Did you know that number four is an unlucky number? The Chinese words for four sound tonally nearly the exact same as the word for death. In contrary, our program on the 4th day consisted of valuable learnings and rememberable highlights.
Right at the start we were split into four groups and were handed with a task: Sell your idea in a five-minute business pitch. The clock was ticking, with 60min to develop a business idea. From revolutionary bicycles, 5D Fitness-room, to the Swiss Experience Room, the delegation were extremely creative. Shortly after the group’s business pitches, we voted for a team with the help of a phone app, except one’s own group. The winners were rewarded with Victorinox Swiss army knifes and DIWISA vodka.
Thereafter, a photo session was planned. The makeup is perfect, the hairdo is in place, and the camera is set – Time to take worthy pictures!
The afternoon was devoted to this year’s preparatory seminar highlight – The panel discussion regarding the middle-income trap. The roundtable consisted of high-regarded guest speakers: Janwillem Acket, Chief Economist Julius Bär; Elisabeth Tester, Co-Founder ChinaIntelligence and Lukas Züst, Counsel & Head China Desk at Vischer AG with Prof. Michael Jeive, Managing Director of the FHNW Swiss SME Research Center China as the moderator. So what is the middle-income trap? The middle-income trap is the state in which a country’s growth slowdowns after reaching middle-income levels. Over the last three decades, the Chinese economy has grown at an average pace of 10% per year, which is about three times the global average. That wave of growth has transformed the middle kingdom from a low-income to a middle-income country. Today, China finds itself facing challenges that are characteristic for middle-income countries. In 2015 China recorded its slowest growth rate in 25 years with 6.9%. The factors that stimulated the country’s rapid growth have started to evaporate. The question remains whether or not China’s economy can continue the growth in the past and ultimately transform into a high-income country.

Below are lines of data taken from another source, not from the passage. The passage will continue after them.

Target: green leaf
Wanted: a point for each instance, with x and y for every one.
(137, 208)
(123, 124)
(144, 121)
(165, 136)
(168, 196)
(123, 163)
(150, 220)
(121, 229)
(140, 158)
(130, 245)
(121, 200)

In the discussion the panelist all agreed that the government identified the challenges and need to work on their implementation. While improving entrepreneurship, developing suitable legal frameworks and reinforce innovation are considered as key to overcome the middle-income trap. Undoubtedly this is a daunting task for the government, the panelists however believe that China will avoid the middle-income trap.
The highly interesting panel discussion was followed by an aperitif. Fine dining and drinks were the icing on the cake of this successful day. And so is the Preparatory seminar more and more drawing to a close. Now there is one thing left: The Joint Friday!